Wolf in Sheeps Clothing 4
ARTIST STATEMENT
Currently my research and art practice is concerned with the notion of the animal-autobiography (the anthropocentric expression of self through allegorical animal narrative). This idea is a building block in the emerging cultural field of animal theory; a discourse nascent in post modernity’s concern with revisiting and redressing the histories of the ‘other’. Philosophically and materially animals have long been the most estranged and disempowered creatures on earth. Indeed the Aristotelian and Cartesian theses have proposed animals as little more than automata.[1] This derisive philosophy has embedded itself in the vast majority of cultural practices and has erased the agency of non human creatures. In the words of Heidegger animals are ‘poor in the world’.[2] Here the philosopher is not empathising with animals but pointing to the linguistic poverty of non – human creatures in a logo – centric world.
Derrida in a counter assault to this humanist position has pointed out that the domination of animals is encoded into the very structure of language; that in naming non human creatures, animals and prizing language as the keystone of our domination of the natural world we have created the animetaphor. [3] This is a state whereby the mythologies and prejudice surrounding non human creatures overpower, distort and diminish their presence. It is important to note here that this state of complete alienation is not purely textual but is also embedded in visual signs. Put plainly when looking at a representation of an animal it is seldom the creature that stands alone as a sign of itself. Particularly in art and its historical discourse animals are indexical signifiers attaching affect or moral allegory to the humans they accompany or merely allegorical substitutes for virtue or vice.

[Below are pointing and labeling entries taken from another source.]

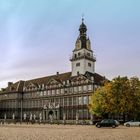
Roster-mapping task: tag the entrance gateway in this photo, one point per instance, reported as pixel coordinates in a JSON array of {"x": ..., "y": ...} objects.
[{"x": 51, "y": 112}]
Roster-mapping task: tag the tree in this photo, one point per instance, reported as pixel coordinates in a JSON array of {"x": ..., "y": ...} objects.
[{"x": 119, "y": 96}]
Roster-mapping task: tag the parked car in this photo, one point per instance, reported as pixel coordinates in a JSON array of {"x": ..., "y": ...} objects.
[
  {"x": 107, "y": 123},
  {"x": 132, "y": 123}
]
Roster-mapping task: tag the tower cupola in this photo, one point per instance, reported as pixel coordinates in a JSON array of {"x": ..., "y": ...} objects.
[{"x": 82, "y": 59}]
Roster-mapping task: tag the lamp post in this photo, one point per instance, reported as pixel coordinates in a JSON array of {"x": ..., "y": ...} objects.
[{"x": 21, "y": 107}]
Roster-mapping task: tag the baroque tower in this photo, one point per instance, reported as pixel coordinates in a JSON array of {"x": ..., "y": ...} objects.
[{"x": 82, "y": 58}]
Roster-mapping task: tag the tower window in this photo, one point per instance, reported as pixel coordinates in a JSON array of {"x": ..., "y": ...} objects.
[
  {"x": 89, "y": 64},
  {"x": 77, "y": 64},
  {"x": 88, "y": 54}
]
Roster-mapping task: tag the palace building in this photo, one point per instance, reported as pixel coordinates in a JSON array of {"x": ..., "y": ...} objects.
[{"x": 61, "y": 97}]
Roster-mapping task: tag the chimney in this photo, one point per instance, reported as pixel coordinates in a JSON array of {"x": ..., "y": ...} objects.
[{"x": 9, "y": 84}]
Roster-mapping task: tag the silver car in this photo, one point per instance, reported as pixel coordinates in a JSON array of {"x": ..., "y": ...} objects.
[{"x": 132, "y": 123}]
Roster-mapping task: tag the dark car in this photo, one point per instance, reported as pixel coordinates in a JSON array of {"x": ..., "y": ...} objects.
[{"x": 107, "y": 123}]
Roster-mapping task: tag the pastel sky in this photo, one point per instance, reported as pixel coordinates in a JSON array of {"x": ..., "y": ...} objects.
[{"x": 37, "y": 36}]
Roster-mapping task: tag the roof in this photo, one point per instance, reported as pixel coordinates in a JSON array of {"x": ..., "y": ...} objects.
[{"x": 60, "y": 78}]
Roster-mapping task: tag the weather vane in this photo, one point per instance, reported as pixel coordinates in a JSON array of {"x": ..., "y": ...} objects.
[{"x": 82, "y": 17}]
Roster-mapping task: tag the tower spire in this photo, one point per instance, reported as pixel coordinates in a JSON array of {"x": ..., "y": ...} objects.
[{"x": 82, "y": 18}]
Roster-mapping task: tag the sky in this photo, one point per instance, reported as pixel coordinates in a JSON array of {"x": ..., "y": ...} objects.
[{"x": 37, "y": 37}]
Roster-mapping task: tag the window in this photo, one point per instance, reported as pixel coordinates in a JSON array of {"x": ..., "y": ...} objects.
[
  {"x": 84, "y": 87},
  {"x": 85, "y": 100},
  {"x": 89, "y": 64},
  {"x": 70, "y": 101},
  {"x": 80, "y": 101},
  {"x": 89, "y": 87},
  {"x": 80, "y": 88},
  {"x": 88, "y": 54},
  {"x": 75, "y": 89},
  {"x": 77, "y": 64}
]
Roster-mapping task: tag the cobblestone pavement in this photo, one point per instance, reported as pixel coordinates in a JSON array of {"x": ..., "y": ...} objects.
[{"x": 66, "y": 132}]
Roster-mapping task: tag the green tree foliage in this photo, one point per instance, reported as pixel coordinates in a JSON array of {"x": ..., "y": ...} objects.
[{"x": 119, "y": 96}]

The exhibition Wolf in Sheep’s Clothing (2012) explores the broad and infinite terrain of the animetaphor/animal autobiography staking its claim somewhere between a position that deplores the subsumption of the animal into the service of human narrative and indeed utility; while simultaneously revealing an inescapable story telling impulse. This liminal position is exercised through personal and broad cultural reflection. As I tend to work compulsively between a variety of media, artworks for this exhibition are executed in a range of media including oil painting, embroidery drawings, ceramics and video stop frame animation.
[1] Lippit, A. M. 1994. Afterthoughts on the animal world. MLN. Vol. 109, No. 5, Comparative Literature Issue (December). John Hopkins University Press, p. 789.

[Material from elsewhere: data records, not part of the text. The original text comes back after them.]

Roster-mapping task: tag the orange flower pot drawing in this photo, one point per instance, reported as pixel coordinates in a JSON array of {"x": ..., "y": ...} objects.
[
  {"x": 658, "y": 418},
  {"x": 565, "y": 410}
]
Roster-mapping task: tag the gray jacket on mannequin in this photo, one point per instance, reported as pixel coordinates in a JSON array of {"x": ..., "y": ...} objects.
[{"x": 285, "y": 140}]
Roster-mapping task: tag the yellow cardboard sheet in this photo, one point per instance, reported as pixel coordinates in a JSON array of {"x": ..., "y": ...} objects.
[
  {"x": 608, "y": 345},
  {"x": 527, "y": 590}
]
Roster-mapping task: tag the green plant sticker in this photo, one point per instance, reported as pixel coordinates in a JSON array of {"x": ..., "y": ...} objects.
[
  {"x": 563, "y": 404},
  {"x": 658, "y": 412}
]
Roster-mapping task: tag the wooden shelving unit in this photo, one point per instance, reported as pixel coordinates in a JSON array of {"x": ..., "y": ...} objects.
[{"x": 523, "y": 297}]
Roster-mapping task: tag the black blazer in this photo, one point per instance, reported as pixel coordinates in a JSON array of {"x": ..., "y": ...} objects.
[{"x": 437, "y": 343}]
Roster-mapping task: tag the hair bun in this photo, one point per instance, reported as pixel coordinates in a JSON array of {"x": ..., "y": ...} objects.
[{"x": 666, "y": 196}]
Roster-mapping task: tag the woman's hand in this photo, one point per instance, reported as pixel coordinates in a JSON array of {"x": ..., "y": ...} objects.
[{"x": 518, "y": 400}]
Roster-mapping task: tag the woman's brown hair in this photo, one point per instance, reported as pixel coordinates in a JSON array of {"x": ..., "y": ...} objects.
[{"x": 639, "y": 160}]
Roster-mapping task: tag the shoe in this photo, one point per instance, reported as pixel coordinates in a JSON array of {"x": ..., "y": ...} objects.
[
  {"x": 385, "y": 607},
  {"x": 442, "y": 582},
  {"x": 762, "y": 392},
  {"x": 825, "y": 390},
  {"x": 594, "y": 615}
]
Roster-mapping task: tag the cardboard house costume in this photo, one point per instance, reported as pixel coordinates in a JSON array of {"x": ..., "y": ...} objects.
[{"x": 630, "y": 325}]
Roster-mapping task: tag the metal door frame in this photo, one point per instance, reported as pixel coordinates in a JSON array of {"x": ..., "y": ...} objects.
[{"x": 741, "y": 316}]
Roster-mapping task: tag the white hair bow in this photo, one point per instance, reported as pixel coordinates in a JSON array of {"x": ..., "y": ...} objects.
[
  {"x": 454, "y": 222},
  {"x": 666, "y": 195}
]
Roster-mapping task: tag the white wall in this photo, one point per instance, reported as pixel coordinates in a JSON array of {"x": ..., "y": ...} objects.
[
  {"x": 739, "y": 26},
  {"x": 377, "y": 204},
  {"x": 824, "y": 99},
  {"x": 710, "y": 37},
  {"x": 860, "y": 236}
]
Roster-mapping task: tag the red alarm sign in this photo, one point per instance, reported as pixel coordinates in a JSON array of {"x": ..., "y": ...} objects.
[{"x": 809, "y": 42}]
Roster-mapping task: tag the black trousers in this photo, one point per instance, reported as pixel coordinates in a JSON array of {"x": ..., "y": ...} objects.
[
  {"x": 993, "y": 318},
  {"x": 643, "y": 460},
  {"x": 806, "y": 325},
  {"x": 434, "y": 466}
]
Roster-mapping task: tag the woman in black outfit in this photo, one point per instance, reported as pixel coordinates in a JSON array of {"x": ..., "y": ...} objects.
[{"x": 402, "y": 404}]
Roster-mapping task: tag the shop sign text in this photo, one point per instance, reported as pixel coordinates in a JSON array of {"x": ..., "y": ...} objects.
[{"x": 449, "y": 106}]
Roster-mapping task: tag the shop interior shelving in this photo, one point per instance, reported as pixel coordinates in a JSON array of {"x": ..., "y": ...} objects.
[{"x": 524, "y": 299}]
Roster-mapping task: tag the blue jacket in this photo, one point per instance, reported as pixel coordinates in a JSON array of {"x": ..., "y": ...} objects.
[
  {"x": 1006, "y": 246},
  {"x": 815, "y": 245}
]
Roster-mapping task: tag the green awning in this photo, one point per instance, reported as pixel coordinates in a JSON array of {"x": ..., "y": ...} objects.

[2] Heidegger cited in Lippit, A. M. 1998. Magnetic animal: Derrida, wildlife, animetaphor. MLN, Vol. 113, No. 5, Comparative Literature Issue (December). John Hopkins University Press, p. 1113.
[3] ibid., p. 1113.
THE ARTIST
Ann-Marie Tully obtained her Master of Fine Arts degree at the University of the Witwatersrand in 2003 and currently lectures in Cinematography and Film studies at the Wits School of Art, Film and TV division. Prior to this Ann-Marie held the position of Critical Studies lecturer at the Greenside Design Centre in Johannesburg. She has also worked extensively in the South African film industry as a cinematographer. As a visual artist, Ann-Marie exhibits regularly and is represented in local and international collections. Her current art and theoretical output is concerned with the action of anthropocentric metaphor in animal representation.